Religion can’t be studied without knowing what we are trying to study, and while some would argue it just doesn’t exist, the similarity among the diverse religious belief systems around the world are strong enough to justify a comprehensive field study encompassing the factors listed above, some of which fall into Livingstone’s ‘seven ways of studying religion’. However, to effectively study religion in an academic way, it is important to include critical analysis, which means it is important not to be biased towards your own beliefs.
By doing this you can become more culturally aware of other faiths and beliefs, and thus obtain a greater understanding of religions. Literary criticism plays an important role in the academic study of religion. Religion in the theological way is all about the teachings of a particular sacred text. The Bible for Christianity, the Quran for Islam and Sutras for Buddhism, for example, all contain the teachings and laws of the respective religions, which is essentially how people can understand religion in the first place.
Livingstone, in his theories on religion, says questions are the key to studying and understanding the meaning of sacred texts.

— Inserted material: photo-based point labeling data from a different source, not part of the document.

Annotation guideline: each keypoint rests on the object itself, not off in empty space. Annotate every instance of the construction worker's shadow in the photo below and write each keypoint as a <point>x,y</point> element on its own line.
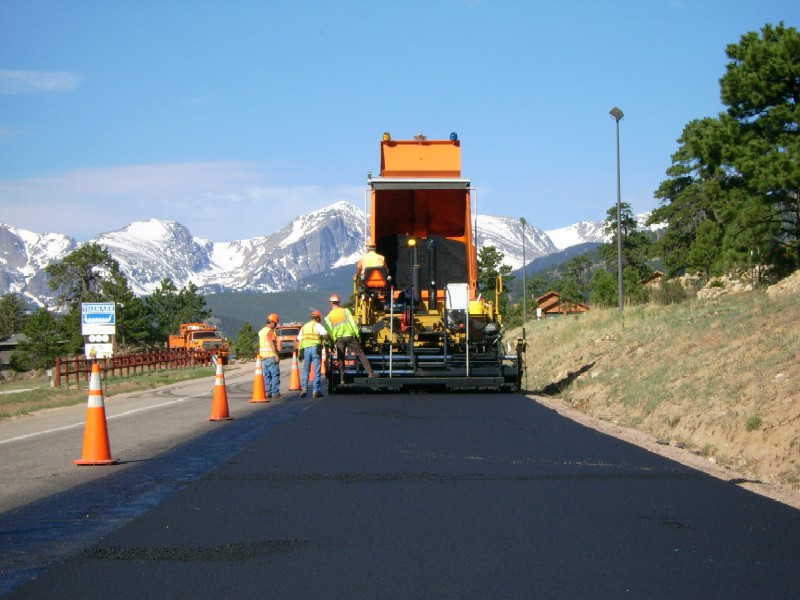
<point>556,387</point>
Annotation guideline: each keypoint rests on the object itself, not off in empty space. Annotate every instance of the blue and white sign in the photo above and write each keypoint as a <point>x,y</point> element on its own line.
<point>98,317</point>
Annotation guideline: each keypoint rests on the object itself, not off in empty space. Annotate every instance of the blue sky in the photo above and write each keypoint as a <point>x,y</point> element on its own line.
<point>234,117</point>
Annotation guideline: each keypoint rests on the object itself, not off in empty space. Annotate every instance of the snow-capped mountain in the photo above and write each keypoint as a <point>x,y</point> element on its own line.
<point>23,258</point>
<point>150,251</point>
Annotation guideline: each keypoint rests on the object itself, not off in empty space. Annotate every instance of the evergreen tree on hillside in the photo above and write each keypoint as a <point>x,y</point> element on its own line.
<point>636,245</point>
<point>741,170</point>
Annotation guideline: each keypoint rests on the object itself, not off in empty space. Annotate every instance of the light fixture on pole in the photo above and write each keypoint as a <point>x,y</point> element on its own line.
<point>617,115</point>
<point>524,295</point>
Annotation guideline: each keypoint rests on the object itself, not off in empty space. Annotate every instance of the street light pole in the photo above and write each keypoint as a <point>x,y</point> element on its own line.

Is it reliable; who was the author; when was it written and where; how has the work been received, interpreted and passed on? These are the questions that need to be answered before a true understanding of religion can be obtained, and who better to answer them than a literary critic, according to Livingstone. The relationship between religion and language also relates to this idea of literary criticism.
Language in religion doesn’t often function like it does in everyday life – it is not found at the surface level of words or signs, according to Livingstone. Understanding language and how it is used in religion provides insight, but it also stretches to include the nature and function of language itself. Because of religion’s role in human cultures, it is impossible to comprehend the flow of history without some basic grounding in a variety of religious beliefs.

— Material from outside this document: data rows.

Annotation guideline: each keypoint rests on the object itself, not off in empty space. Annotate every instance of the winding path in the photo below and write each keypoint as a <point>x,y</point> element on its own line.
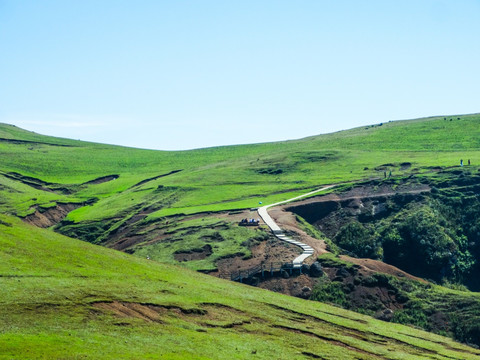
<point>278,232</point>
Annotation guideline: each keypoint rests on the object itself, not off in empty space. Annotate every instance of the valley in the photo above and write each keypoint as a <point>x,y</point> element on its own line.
<point>397,241</point>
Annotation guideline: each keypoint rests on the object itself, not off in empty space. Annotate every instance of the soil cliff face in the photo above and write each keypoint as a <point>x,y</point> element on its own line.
<point>430,230</point>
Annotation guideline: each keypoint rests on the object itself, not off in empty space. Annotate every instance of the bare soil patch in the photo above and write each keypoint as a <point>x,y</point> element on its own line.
<point>51,216</point>
<point>101,180</point>
<point>194,254</point>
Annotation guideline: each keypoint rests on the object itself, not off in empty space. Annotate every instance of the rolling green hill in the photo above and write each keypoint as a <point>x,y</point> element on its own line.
<point>63,298</point>
<point>67,299</point>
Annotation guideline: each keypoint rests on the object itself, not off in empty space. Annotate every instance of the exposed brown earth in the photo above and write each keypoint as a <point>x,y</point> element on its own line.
<point>51,216</point>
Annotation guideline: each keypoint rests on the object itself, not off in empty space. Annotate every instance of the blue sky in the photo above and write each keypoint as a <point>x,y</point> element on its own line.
<point>188,74</point>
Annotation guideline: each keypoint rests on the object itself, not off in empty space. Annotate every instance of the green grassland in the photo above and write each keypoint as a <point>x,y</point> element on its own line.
<point>63,298</point>
<point>225,178</point>
<point>214,179</point>
<point>67,299</point>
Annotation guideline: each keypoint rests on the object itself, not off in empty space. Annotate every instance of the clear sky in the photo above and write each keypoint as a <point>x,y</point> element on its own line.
<point>187,74</point>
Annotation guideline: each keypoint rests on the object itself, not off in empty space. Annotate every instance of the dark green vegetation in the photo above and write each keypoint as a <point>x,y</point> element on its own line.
<point>114,186</point>
<point>67,299</point>
<point>431,307</point>
<point>176,206</point>
<point>433,234</point>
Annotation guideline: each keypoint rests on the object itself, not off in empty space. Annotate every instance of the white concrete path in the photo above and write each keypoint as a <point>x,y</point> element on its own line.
<point>307,249</point>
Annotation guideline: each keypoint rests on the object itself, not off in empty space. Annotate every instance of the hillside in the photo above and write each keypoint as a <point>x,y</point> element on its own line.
<point>62,298</point>
<point>401,197</point>
<point>109,186</point>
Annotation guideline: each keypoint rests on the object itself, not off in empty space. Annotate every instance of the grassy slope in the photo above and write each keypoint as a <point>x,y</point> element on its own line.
<point>232,177</point>
<point>50,285</point>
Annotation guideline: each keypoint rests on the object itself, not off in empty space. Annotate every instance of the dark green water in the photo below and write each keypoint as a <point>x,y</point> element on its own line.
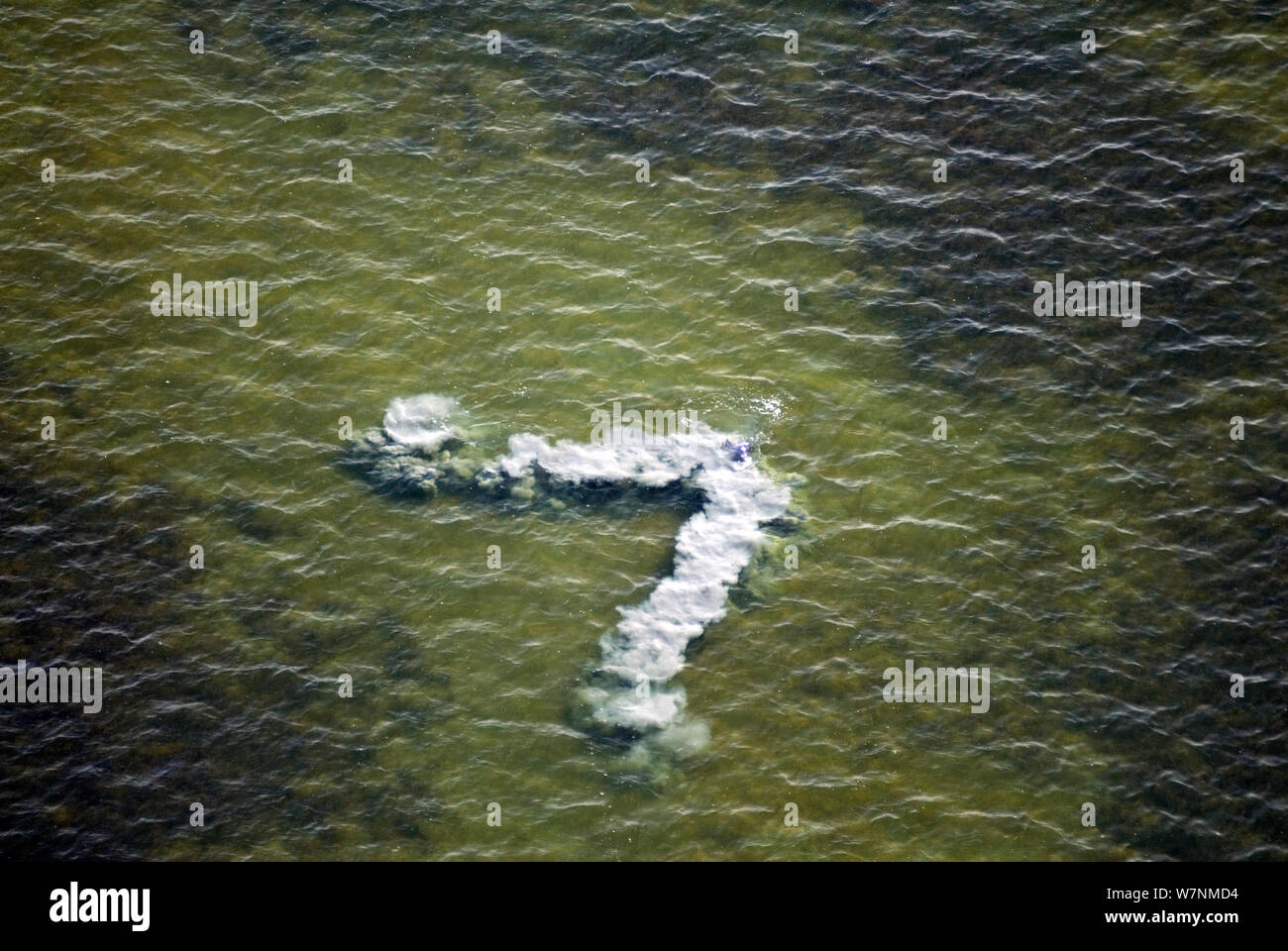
<point>768,170</point>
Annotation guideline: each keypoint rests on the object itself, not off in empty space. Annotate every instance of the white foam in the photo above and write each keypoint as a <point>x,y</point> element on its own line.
<point>711,549</point>
<point>421,422</point>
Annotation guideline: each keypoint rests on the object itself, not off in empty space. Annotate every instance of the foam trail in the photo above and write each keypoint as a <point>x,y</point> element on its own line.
<point>711,549</point>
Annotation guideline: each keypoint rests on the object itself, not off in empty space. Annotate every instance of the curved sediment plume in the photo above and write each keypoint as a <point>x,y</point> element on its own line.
<point>423,451</point>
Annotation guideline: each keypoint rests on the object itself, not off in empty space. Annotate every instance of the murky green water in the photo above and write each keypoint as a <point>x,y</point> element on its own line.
<point>768,170</point>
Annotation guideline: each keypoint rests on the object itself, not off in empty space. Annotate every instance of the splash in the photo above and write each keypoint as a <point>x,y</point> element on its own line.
<point>645,651</point>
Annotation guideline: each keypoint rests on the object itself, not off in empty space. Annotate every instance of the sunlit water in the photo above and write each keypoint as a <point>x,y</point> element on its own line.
<point>767,170</point>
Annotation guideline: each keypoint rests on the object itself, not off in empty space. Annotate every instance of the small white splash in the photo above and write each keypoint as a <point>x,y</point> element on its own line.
<point>711,549</point>
<point>421,423</point>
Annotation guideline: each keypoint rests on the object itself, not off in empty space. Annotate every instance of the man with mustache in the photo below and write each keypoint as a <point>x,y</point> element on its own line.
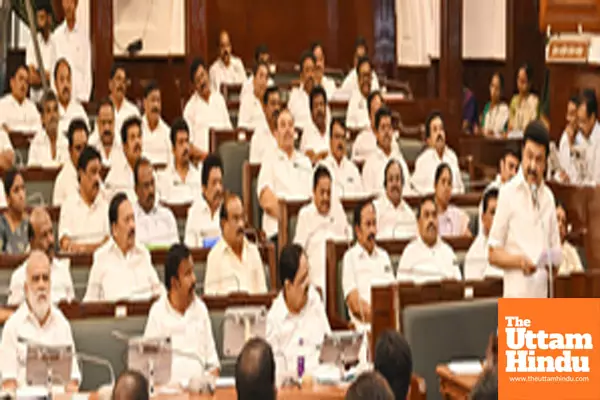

Livingstone says it would appear obvious that the historical study of religion has to do with establishing what role religious experience and ideas play in the lives of individuals and communities. You only have to look at the Bible and see the Old Testament is dated in years ‘before Christ’. Livingstone gives an example of the Protestant Reformation. The causes of the Protestant Reformation have been a topic of contention among historians, and the debate illustrates both the importance of history in gaining a fuller understanding of that event in western history, and the difficulties in proposing a single casual explanation in history.
But the notion of history and religion can be put a little more simply – religious traditions provide structure to the world and provides people with a sense of where they fit in, which in turn affects choices today, for example decisions about politics. The philosophical scrutiny of religion is one of the oldest and most instructive ways of examining religious experience and belief, according to Livingstone. In this century philosophy’s relation to religion is to analyse the uses of religious language and to test its logical status and meaning.
It asks whether a religious expression is simply performing an action or evoking the emotions. Livingstone says philosophers believe much of the problems with religion stem from these confusing uses of language. Over the centuries and spanning different continents, the notion of philosophy has remained significant in several religious traditions, which emphasises the importance of it in an educational way – In India, philosophy has remained associated with historical developments in Hinduism and the same goes for Buddhism in Asia.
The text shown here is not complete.